In a rare British newspaper interview, Meles Zenawi warned for example against imposing sanctions on Kenya to try to force the country to resolve the deadly standoff triggered by disputed elections.
“The threat of western sanctions as a response to the current crisis in Kenya is very, very misguided,” he told the Guardian daily.
“If it is presumed that the Kenyans will democratise in order to eat the peanuts of development assistance from the European Union, for example, it would be a big mistake.”
Kenya’s opposition has called for international sanctions against the government it accuses of rigging the December 27 polls that led to President Mwai Kibaki’s re-election.
Meles lamented the West’s attitude towards Zimbabwe, whose President Robert Mugabe is barred from travelling to Europe and is treated as an international pariah in particular by former colonial rulers Britain.

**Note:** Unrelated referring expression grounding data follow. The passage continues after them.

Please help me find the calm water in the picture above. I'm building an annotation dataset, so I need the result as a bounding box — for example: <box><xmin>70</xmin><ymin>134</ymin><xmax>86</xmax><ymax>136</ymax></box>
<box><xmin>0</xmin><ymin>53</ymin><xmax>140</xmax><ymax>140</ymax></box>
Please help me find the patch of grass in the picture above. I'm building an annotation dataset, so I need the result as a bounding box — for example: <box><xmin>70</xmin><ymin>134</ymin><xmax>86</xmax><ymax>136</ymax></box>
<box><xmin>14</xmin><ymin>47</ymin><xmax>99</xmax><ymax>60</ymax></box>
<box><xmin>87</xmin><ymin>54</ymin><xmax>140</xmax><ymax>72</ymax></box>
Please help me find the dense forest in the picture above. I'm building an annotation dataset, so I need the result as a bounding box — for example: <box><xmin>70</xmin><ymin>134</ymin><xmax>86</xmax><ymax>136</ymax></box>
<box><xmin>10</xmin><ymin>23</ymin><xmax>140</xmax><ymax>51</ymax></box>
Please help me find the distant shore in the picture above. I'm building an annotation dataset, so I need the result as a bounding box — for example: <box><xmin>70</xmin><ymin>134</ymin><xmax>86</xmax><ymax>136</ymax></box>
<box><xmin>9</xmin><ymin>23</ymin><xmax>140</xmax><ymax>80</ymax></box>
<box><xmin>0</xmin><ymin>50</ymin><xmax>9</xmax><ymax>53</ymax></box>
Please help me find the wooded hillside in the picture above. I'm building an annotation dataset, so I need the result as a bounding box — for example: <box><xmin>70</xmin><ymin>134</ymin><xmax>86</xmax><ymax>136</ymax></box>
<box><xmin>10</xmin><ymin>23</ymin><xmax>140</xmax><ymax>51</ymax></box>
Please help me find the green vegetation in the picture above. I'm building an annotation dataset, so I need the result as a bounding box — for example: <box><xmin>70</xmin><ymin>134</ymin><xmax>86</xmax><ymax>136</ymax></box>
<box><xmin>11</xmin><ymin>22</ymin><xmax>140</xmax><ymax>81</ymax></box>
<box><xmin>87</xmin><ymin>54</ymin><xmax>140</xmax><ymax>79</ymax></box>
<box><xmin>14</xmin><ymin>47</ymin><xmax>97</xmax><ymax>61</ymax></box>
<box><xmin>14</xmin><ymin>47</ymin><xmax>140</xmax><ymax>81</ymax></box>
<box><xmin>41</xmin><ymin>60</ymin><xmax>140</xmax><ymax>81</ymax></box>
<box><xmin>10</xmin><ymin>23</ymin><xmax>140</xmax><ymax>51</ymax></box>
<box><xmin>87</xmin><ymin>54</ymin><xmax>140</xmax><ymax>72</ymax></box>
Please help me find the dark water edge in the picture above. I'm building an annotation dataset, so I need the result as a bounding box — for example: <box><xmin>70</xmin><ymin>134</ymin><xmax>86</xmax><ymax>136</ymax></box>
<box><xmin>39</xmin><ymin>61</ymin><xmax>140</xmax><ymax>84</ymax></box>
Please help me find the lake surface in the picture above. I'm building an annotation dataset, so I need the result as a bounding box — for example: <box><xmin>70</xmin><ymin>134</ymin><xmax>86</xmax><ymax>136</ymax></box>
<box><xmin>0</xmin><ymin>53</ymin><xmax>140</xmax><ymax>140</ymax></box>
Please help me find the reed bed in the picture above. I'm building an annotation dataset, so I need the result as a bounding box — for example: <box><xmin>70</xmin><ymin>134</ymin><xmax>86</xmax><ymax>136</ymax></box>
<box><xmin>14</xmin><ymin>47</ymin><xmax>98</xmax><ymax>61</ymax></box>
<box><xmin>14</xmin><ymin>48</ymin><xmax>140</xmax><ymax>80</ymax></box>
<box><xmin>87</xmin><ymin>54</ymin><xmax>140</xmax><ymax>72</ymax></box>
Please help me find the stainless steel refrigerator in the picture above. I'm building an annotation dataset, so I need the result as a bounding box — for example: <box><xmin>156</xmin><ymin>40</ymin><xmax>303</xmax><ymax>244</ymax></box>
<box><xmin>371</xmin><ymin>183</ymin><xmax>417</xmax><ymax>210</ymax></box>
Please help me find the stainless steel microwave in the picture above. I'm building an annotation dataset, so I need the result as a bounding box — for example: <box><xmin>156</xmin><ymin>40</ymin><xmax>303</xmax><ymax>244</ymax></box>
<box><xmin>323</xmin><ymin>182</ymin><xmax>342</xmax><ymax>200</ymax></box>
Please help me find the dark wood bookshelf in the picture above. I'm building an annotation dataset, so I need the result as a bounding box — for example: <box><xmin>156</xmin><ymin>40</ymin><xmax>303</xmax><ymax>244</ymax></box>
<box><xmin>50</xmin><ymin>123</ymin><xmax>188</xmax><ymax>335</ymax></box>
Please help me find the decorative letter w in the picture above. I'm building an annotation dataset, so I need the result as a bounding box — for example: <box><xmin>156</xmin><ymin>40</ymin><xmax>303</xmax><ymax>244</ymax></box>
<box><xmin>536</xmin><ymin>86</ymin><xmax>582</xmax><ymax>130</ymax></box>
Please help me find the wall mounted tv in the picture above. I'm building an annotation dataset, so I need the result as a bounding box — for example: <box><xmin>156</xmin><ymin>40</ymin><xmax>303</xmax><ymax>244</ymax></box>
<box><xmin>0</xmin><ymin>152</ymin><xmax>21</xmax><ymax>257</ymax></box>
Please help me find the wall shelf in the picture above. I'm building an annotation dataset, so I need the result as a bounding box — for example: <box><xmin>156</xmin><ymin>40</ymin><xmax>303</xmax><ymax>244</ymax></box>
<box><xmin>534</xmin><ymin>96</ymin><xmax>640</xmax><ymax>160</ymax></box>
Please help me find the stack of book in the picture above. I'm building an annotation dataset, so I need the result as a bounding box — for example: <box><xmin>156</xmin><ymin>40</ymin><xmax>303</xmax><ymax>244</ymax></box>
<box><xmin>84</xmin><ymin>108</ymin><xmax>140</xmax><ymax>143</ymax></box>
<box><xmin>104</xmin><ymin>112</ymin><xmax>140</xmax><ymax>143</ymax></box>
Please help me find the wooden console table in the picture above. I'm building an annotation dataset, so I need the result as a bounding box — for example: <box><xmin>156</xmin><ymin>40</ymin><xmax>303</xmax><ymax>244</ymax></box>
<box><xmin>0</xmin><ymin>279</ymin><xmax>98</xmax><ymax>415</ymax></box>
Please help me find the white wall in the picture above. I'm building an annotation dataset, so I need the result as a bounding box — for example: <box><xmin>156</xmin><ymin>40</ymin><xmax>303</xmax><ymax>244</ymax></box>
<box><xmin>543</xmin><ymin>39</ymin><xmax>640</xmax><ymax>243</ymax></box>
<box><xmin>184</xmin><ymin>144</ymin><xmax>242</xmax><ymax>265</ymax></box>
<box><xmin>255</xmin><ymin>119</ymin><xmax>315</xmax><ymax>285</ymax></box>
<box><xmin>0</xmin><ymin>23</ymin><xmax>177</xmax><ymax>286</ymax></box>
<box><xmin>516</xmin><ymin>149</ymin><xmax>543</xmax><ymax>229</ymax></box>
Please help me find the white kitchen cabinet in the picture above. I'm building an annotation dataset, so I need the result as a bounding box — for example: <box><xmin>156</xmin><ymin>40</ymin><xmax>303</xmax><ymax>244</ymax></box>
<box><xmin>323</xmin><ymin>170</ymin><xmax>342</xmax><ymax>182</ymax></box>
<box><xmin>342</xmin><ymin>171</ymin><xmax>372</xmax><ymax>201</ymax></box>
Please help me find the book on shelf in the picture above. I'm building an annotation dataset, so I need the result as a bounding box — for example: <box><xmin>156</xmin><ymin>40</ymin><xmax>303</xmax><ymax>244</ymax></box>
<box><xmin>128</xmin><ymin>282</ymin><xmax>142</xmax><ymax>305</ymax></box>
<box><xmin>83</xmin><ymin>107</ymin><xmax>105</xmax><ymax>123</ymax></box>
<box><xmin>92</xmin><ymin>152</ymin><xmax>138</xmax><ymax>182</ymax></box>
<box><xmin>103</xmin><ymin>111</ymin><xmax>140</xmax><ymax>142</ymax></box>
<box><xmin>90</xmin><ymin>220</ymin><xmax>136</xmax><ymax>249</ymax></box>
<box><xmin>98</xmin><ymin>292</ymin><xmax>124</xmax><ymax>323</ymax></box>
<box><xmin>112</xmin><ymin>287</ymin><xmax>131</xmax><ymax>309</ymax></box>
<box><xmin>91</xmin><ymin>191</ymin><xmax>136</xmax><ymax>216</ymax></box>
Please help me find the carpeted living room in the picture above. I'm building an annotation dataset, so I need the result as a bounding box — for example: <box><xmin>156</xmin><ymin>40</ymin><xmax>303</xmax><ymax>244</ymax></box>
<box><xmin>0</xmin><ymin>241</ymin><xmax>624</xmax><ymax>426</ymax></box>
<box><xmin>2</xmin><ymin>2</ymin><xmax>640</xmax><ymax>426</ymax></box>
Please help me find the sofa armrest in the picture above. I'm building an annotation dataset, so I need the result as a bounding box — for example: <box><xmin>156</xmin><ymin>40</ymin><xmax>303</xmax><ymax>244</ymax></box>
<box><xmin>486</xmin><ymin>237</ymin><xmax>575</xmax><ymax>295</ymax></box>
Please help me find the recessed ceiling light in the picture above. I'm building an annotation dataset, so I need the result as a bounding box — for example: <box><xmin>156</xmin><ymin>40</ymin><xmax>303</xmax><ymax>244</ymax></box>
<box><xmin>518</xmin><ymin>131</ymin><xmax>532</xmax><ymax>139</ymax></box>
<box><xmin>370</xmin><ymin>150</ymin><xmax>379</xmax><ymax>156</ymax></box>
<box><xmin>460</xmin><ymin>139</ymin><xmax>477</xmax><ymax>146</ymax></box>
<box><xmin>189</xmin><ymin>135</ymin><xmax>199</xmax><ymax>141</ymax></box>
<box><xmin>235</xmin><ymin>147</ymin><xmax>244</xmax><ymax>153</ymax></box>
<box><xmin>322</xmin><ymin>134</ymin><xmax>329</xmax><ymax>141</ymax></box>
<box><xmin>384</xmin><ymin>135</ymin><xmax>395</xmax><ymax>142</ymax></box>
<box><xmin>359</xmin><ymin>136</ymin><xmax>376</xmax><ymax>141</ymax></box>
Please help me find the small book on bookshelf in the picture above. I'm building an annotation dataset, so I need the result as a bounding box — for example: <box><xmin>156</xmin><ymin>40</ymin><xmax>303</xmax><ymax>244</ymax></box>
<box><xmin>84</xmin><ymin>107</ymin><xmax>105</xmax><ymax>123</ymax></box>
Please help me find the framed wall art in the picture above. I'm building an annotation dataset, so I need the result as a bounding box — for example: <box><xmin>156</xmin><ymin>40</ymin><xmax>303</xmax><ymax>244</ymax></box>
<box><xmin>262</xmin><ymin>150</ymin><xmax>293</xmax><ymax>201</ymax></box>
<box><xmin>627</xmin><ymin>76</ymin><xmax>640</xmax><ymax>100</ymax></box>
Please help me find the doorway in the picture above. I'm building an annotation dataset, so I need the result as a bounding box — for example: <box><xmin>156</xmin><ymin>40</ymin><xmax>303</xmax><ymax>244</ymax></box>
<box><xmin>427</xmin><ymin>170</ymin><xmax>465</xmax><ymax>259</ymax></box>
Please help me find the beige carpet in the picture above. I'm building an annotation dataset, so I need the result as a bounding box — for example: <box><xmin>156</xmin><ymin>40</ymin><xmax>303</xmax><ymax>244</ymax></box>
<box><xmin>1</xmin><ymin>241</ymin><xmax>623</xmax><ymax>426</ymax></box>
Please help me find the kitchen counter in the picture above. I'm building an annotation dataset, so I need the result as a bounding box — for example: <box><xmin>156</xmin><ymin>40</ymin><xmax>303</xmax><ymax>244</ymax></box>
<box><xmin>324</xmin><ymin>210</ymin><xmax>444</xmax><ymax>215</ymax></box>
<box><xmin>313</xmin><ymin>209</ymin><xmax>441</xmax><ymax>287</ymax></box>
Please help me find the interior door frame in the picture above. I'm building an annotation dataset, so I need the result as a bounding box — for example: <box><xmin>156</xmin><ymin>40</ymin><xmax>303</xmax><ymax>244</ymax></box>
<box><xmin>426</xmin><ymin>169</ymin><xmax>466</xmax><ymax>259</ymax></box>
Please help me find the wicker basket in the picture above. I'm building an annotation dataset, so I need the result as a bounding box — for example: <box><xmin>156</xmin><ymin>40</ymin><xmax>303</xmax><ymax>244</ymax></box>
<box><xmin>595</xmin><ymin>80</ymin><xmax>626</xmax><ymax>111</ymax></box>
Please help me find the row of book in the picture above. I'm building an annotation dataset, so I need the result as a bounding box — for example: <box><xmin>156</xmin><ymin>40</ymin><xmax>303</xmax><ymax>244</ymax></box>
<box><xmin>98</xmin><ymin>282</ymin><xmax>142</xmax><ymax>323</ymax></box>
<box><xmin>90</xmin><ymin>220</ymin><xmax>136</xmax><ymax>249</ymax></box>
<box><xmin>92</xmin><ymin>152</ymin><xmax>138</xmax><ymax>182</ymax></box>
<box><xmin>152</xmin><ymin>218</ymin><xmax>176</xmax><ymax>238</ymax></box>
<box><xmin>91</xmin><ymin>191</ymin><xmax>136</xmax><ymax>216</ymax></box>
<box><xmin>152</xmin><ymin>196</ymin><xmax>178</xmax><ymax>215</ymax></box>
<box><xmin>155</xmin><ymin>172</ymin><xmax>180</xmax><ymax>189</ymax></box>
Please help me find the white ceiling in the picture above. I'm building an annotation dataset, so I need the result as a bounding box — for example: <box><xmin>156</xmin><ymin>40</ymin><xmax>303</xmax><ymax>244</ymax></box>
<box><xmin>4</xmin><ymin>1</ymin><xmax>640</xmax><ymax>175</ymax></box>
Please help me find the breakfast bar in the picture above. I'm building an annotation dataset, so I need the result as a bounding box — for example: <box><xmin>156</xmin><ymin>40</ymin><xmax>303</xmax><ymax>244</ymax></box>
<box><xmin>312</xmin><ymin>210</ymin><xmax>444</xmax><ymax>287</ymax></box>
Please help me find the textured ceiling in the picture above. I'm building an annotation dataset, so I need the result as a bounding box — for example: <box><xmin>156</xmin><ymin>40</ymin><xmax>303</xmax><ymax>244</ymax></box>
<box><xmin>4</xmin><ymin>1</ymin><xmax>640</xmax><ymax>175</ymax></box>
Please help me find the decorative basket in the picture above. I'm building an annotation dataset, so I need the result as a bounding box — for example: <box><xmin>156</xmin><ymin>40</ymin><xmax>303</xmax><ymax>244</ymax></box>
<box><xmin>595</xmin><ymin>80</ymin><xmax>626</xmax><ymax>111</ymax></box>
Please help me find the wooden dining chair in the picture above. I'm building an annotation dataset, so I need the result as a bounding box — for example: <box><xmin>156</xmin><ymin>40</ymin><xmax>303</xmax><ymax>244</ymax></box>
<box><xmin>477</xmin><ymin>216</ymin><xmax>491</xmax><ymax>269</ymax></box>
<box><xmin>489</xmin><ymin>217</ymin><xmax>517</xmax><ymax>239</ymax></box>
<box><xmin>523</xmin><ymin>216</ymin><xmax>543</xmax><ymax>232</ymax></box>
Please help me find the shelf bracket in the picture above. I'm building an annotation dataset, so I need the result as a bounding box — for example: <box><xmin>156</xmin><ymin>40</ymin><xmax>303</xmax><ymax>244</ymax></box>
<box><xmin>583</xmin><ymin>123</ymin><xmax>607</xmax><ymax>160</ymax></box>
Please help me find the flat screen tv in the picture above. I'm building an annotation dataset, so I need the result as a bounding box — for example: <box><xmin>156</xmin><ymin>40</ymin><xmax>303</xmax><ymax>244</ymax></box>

“I believe democratic forms of government are applicable everywhere and are better than the alternatives. And we feel that countries and peoples can share their experiences to help others to democratise. So that is all to the good.”
But he said: “When it becomes a problem is when countries pretend their foreign policy is based on democratisation when this is clearly not the case.”
“For all the challenges in Zimbabwe, for example, it is a bit of a stretch to say it is less democratic than some of the sheikhdoms of the Gulf. But none of the sheikhdoms has a problem visiting Europe,” he added.
And he went on: “We believe democracy cannot be imposed from outside in any society. Democracy is the expression of a sovereign people.
“To impose it from outside is inherently undemocratic. Each sovereign nation has to make its own decisions and have its own criteria as to how they govern themselves.”